As an example, for an order where the inclusive of VAT price is £27:

  • From 15 July 2020 to 31 September 2021, during the period where VAT was 5%, the reported system sale would be £25.71
  • From 1 October 2021 to 31 March 2022, during the period where VAT was 12.5%, the reported system sale would be £24.00
  • From 1 April 2022 onwards, where the VAT rate is 20%, the reported system sale would be £22.50

In Ireland, the VAT rate for hot takeaway food reduced from 13.5% to 9% on 1 November 2020 and remains in place. The Irish government also confirmed that the temporary VAT rate reduction to 9% in the tourism and hospitality sectors will not be extended, meaning the VAT rate will revert to 13.5% from 1 September 2023.

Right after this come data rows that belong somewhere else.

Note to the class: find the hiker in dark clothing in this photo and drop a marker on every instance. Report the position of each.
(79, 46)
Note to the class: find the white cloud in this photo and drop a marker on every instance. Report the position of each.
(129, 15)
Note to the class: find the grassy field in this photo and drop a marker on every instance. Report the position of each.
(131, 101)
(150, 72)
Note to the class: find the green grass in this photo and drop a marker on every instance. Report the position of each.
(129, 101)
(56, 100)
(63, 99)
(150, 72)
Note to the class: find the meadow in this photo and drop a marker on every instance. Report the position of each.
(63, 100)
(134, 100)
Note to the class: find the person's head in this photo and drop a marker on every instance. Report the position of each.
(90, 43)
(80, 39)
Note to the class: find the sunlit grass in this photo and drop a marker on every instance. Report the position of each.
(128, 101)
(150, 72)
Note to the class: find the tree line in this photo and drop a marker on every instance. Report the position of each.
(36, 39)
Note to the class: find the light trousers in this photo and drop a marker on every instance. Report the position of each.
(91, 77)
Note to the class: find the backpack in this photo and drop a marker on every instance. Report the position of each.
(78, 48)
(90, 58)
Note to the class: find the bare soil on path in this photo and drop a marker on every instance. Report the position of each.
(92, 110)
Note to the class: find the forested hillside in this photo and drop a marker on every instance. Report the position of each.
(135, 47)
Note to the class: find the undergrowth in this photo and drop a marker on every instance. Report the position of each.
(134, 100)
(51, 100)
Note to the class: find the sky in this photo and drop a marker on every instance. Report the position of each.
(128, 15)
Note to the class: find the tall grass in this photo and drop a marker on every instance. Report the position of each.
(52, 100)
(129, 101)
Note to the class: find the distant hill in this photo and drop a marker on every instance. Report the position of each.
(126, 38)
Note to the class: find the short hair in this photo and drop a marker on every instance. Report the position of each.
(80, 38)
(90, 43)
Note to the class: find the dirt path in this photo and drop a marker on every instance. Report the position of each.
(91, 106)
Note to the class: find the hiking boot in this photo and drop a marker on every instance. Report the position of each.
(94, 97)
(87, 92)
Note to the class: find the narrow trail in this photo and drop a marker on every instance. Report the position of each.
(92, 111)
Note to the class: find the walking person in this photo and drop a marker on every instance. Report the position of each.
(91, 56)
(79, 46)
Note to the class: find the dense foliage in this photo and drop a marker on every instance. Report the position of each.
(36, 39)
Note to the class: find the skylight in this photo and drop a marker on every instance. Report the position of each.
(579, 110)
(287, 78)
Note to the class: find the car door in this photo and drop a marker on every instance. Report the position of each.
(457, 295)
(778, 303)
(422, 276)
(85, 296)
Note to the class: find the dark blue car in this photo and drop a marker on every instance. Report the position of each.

4 Like-for-like (excluding splits) system sales performance is calculated for UK & Ireland against a comparable 52-week period in the prior period for mature stores which were not in territories split in the current period or comparable period. Mature stores are defined as those opened prior to 26th December 2021.
5 Underlying is defined as statutory performance excluding discontinued operations, and items classified as non-underlying which includes significant non-recurring items or items directly related to merger and acquisition activity and related instruments as set out in note 4 to the financial information. For H1 23, Underlying excludes the £40.6m profit on disposal of the German associate.
6 The technology platform costs relate to two new cloud-based IT systems (a new ecommerce platform and a new ERP system) for which the investment in these assets is required to be expensed through the income statement. This treatment has no impact on cash and is simply a reclassification from capital expenditure to operating expenditure. As previously communicated, both systems are part of our investment in growth and the ecommerce platform is part of our growth investment framework agreed with our franchise partners in December 2021. The accounting treatment of costs incurred for the cloud-based IT solutions is in accordance with the IFRS Interpretations Committee update in March 2021, which included an agenda decision around the treatment of configuration and customisation costs in a cloud computing arrangement involving Software as a Service. Under this guidance, the costs incurred by the Group on these elements of the platform is required to be expensed as incurred.
7 Net Debt is defined as the bank revolving facilities, private placement facilities, cash and cash equivalents and other loans, including balances held in disposal groups held for sale.
8 Kantar Worldwide Panel, bespoke market definition. Q2 23 is 12 weeks to 11 June 2023, Q2 22 is 12 weeks to 12 June 2022. Takeaway market combines both Delivery and Collection.
9 Current mean of FY23 Underlying EBITDA expectations is £127.6m with a range of £125.0m - £129.2m, assumed to be on 52 week basis. Based on 9 analysts’ forecasts.